Chapitre 49

Après avoir enlevé ses chaussures, Su Cheng fit semblant de s'en souvenir soudainement, puis agita précipitamment la main en criant d'un ton sévère : « À quoi servez-vous tous ! Dépêchez-vous de le faire, ou dois-je le faire moi-même ! »

Une expression féroce apparut sur le visage de Su Cheng, comme s'il n'était plus la même personne qui souriait un instant auparavant.

La peur de Feng Fei s'intensifia.

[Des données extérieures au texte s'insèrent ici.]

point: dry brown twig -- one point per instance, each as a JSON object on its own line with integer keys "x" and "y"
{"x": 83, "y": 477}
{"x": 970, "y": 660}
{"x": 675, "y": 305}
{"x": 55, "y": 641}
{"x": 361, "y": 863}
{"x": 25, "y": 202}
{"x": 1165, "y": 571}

Il tenta de protéger sa femme et de battre en retraite, mais à son grand effroi, il constata que le groupe l'avait saisi par les bras, tandis que deux autres personnes retenaient sa femme. Celle-ci hurlait de terreur, se griffant et se débattant. Il rugit et essaya de se libérer, mais en vain.

« Bravo ! » Le visage de Su Cheng s'illumina de nouveau. « Vite, vite, amenez Yuanqing ici ! »

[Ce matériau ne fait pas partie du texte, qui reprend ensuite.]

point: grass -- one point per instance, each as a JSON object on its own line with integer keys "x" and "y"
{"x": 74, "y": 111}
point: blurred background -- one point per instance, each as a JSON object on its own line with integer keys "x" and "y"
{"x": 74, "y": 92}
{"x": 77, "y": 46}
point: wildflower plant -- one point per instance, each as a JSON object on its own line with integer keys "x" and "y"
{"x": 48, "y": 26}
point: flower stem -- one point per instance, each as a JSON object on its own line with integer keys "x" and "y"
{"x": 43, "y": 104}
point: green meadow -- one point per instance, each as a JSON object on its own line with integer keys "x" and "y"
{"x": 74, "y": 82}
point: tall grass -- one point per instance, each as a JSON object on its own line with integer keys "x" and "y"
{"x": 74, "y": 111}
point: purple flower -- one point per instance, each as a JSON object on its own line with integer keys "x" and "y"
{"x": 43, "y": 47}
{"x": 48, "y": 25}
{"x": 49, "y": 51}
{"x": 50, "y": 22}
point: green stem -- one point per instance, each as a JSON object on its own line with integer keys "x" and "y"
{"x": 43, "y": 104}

Les trois hommes qui avaient empoigné la femme la tirèrent rapidement vers Su Cheng. Ce dernier, le visage satisfait, lui tapota le visage, puis lui toucha la poitrine de façon obscène. Il était consumé par la rage, mais aussi par un profond sentiment d'impuissance.

Il n'entendait que les cris de sa femme. Il voulait la sauver ; il ne voulait pas qu'elle soit humiliée !

Mais peu importe ses efforts, peu importe sa colère, peu importe ses cris vers le ciel et ses malédictions contre les cieux, tout cela fut vain.

« Il fait tellement de bruit, assommez-le ! » Su Cheng semblait agacée et donna immédiatement cet ordre d'un air sévère.

Il ne voulait pas s'évanouir, il ne le voulait pas ! Malgré tous ses cris intérieurs, il ne put résister au coup porté à la nuque.

Feng Fei sentait sa nuque le faire souffrir le martyre ; la douleur lancinante le fit gémir.

"Hmm, tu es réveillé ?"

Su Cheng

!

Feng Fei se redressa brusquement et reprit instantanément ses esprits !

« Où est ma femme ! » Il lança un regard noir à Su Cheng, le cœur rempli d'inquiétude car il n'avait aucune idée de l'endroit où se trouvait sa femme.

Su Cheng esquissa un sourire moqueur, mais au lieu de répondre, il fit un geste de la main, signalant à une servante se tenant à côté de lui de tirer le rideau de perles sur sa droite.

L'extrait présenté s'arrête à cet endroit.